Read JSON file to Dataset

Spark Dataset is the latest API, after RDD and DataFrame, from Spark to work with data. In this tutorial, we shall learn how to read JSON file to Spark Dataset with an example.

In this tutorial, we will learn how to read a JSON file to Spark Dataset, with the help of example Spark Application.

Steps to read JSON file to Dataset in Spark

To read JSON file to Dataset in Spark

  1. Create a Bean Class (a simple class with properties that represents an object in the JSON file).
  2. Create a SparkSession.
  3. Initialize an Encoder with the Java Bean Class that you already created. This helps to define the schema of JSON data we shall load in a moment.
  4. Using SparkSession, read JSON file with schema defined by Encoder. SparkSession.read().json(jsonPath).as(beanEncoder); shall return a Dataset with records of Java bean type.

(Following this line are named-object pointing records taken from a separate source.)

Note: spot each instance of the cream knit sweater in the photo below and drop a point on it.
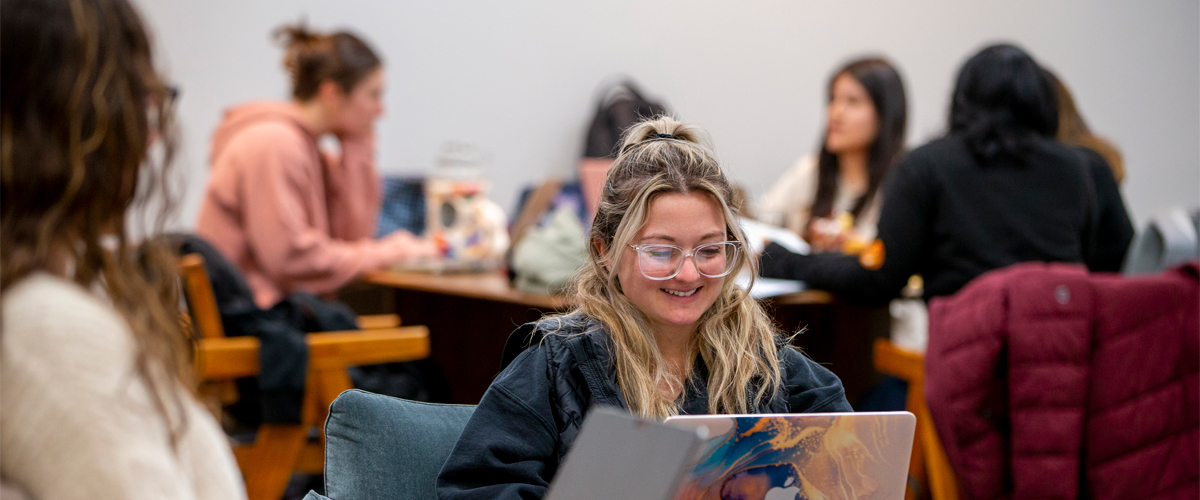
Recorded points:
(76, 420)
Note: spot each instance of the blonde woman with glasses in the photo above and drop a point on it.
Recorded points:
(659, 326)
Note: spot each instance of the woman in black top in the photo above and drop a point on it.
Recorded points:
(996, 191)
(659, 327)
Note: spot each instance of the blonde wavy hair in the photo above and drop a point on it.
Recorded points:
(735, 337)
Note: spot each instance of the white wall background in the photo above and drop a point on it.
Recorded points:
(519, 77)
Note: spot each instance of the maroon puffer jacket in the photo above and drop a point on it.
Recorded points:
(1045, 381)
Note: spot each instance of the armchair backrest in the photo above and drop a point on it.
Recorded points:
(384, 447)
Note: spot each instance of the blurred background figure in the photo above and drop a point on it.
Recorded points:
(997, 190)
(97, 395)
(289, 215)
(832, 199)
(1108, 170)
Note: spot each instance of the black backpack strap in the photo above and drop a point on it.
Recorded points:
(519, 341)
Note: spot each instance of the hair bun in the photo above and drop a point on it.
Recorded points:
(660, 128)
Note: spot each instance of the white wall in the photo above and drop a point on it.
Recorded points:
(517, 77)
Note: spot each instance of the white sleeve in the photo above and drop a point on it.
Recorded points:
(78, 421)
(791, 197)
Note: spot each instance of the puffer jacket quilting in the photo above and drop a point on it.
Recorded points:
(1041, 375)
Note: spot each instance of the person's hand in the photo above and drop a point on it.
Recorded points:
(408, 247)
(826, 235)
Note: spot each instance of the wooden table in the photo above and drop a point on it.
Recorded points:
(469, 315)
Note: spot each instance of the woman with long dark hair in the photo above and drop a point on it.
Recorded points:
(832, 199)
(291, 216)
(997, 190)
(97, 379)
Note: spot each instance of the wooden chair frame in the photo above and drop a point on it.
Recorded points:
(928, 465)
(279, 450)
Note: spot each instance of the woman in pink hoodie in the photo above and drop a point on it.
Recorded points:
(291, 216)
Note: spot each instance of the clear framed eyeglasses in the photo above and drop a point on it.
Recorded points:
(664, 261)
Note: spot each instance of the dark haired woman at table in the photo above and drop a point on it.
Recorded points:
(1108, 172)
(997, 190)
(832, 200)
(659, 329)
(97, 397)
(288, 215)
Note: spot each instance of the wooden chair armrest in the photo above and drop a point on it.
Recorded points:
(903, 363)
(227, 357)
(232, 357)
(375, 321)
(355, 348)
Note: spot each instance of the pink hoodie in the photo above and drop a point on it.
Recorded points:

Example – Read JSON file to Dataset

Following is a Java example where we shall create an Employee class to define the schema of data in the JSON file, and read JSON file to Dataset.

JSONtoDataSet.java

import java.io.Serializable;

import org.apache.spark.sql.Dataset;
import org.apache.spark.sql.Encoder;
import org.apache.spark.sql.Encoders;
import org.apache.spark.sql.SparkSession;

public class JSONtoDataSet {

	public static class Employee implements Serializable{
		public String name;
		public int salary;
	}

	public static void main(String[] args) {
		// configure spark
		SparkSession spark = SparkSession
				.builder()
				.appName("Read JSON File to DataSet")
				.master("local[2]")
				.getOrCreate();

		// Java Bean (data class) used to apply schema to JSON data
		Encoder<Employee> employeeEncoder = Encoders.bean(Employee.class);

		String jsonPath = "data/employees.json";

		// read JSON file to Dataset
		Dataset<Employee> ds = spark.read().json(jsonPath).as(employeeEncoder);
		ds.show();
	}
}

Output

+-------+------+
|   name|salary|
+-------+------+
|Michael|  3000|
|   Andy|  4500|
| Justin|  3500|
|  Berta|  4000|
|   Raju|  3000|
| Chandy|  4500|
|   Joey|  3500|
|    Mon|  4000|
| Rachel|  4000|
+-------+------+

Conclusion

In this Spark TutorialRead JSON file to Dataset, we have learnt to read JSON file as objects, with a specified schema given by encoder.